The green-white, white-green holocaust grew until it filled the thronehall, grew until it hurricaned up through the stone out of the bowels of Ridjeck Thome. Like fighters locked mortally at each other’s throats, emerald and argent galled and blasted, gyring upward at velocities which no undefended granite could withstand. In long pain, the roots of the promontory trembled. Walls bent; great chunks of ceiling fell; weaker stones melted and ran like water.

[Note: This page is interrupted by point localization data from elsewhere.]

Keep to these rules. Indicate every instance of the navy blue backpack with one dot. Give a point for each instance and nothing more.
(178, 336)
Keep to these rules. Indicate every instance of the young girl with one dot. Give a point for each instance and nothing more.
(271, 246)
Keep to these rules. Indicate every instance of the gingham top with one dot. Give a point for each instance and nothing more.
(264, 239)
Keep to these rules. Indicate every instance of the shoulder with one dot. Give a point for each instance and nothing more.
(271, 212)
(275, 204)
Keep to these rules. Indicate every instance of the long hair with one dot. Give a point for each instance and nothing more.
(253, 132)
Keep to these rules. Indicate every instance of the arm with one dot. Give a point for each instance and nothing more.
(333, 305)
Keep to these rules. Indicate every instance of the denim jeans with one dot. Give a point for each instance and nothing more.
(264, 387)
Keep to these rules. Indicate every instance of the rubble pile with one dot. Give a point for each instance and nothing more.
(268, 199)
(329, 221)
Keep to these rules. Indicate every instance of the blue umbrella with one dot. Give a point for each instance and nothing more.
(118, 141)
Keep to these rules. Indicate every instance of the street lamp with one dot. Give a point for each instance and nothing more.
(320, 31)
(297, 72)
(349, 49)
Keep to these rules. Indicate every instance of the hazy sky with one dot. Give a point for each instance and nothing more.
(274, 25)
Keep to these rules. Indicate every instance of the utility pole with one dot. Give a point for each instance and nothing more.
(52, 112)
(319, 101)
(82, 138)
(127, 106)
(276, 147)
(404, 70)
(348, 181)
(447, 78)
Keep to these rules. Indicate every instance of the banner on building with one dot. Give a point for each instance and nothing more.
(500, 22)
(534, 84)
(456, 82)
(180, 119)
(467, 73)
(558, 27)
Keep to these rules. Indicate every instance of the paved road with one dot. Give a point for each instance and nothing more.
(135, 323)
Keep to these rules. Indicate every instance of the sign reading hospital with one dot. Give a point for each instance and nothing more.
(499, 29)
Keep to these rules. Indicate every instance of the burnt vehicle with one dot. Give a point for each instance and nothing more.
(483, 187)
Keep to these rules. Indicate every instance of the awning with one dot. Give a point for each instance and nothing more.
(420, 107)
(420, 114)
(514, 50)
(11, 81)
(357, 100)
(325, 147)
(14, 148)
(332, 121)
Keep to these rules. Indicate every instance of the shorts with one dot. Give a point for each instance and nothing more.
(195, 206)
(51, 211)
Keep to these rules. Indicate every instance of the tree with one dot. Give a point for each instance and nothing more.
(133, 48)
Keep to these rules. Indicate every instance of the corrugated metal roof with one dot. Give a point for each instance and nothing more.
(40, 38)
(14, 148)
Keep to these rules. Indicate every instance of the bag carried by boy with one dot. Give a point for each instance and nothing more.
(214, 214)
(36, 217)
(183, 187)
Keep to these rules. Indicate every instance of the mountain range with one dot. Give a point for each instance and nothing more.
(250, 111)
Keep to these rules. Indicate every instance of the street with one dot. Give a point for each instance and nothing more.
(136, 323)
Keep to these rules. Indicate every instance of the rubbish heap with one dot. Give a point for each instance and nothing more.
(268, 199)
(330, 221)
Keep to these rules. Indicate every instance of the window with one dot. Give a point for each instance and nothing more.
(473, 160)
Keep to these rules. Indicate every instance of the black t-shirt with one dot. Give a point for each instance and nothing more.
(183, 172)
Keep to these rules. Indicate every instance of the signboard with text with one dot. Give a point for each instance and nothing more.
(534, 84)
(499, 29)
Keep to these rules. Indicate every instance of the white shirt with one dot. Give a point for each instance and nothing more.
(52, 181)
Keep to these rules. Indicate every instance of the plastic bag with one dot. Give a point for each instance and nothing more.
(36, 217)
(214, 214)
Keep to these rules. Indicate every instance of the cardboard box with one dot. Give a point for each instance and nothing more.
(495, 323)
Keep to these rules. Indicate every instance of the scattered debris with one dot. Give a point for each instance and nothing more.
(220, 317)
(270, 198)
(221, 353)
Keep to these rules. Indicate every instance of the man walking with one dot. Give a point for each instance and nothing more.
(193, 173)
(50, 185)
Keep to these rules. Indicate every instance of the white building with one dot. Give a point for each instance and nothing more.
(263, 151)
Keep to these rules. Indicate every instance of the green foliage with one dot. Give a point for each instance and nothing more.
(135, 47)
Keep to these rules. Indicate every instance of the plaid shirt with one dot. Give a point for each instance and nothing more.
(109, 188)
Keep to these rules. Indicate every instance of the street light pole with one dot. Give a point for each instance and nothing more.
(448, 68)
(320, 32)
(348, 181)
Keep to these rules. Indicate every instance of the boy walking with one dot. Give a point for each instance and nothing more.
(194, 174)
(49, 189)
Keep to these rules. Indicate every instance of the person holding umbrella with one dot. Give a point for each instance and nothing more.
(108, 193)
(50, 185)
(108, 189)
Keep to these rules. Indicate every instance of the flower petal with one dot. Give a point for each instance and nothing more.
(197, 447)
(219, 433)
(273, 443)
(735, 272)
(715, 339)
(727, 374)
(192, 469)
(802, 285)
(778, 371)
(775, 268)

Then a convulsion shook the Creche. Gaping cracks shot through the floors, sped up the walls, as if they were headlong in mad flight. The promontory itself began to quiver and groan. Muffled detonations sent great clouds of debris up through the cracks and crevices. Hotash Slay danced in rapid spouts. The towers leaned like willows in a bereaving wind.

With a blast that jolted the Sea, the whole center of the promontory exploded into the air. In a rain of boulders, Creche fragments as large as homes, villages, the wedge split open from tip to base. Accompanied by cataclysmic thunder, the rent halves toppled in ponderous, monumental agony away from each other into the Sea.

At once, ocean crashed into the gap from the east, and lava poured into it from the west. Their impact obscured in steam and fiery sibilation the seething caldron of Ridjeck Thome’s collapse, the sky-shaking fury of sea and stone and fire-obscured everything except the power which blazed from the core of the destruction.

It was green-white—savage, wild—mounting hugely toward its apocalypse.

But the white dominated and prevailed.

TWENTY-ONE: Leper’s End

In that way, Thomas Covenant kept his promise.

For a long time afterward, he lay in a comfortable grave of oblivion; buried in utter exhaustion, he floated through darkness—the disengaged no-man’s-land between life and death. He felt that he was effectively dead, insensate as death. But his heart went on beating as if it lacked the wit or wisdom to stop when it had no more reason to go on. Raggedly, frailly, it kept up his life.

And deep within him—in a place hidden somewhere, defended, inside the hard bone casque of his skull—he retained an awareness of himself. That essential thing had not yet failed him, though it seemed to be soaking slowly away into the warm soft earth of his grave.

He wanted rest; he had earned rest. But the release which had brought him to his present dim peace had been too expensive. He could not approve.

Foamfollower is dead, he murmured silently.

There was no escape from guilt. No answer covered everything. For as long as he managed to live, he would never be clean.

He did not think that he could manage to live very long.

Yet something obdurate argued with him. That wasn’t your fault, it said. You couldn’t make his decisions for him. Beyond a certain point, this responsibility of yours is only a more complex form of suicide.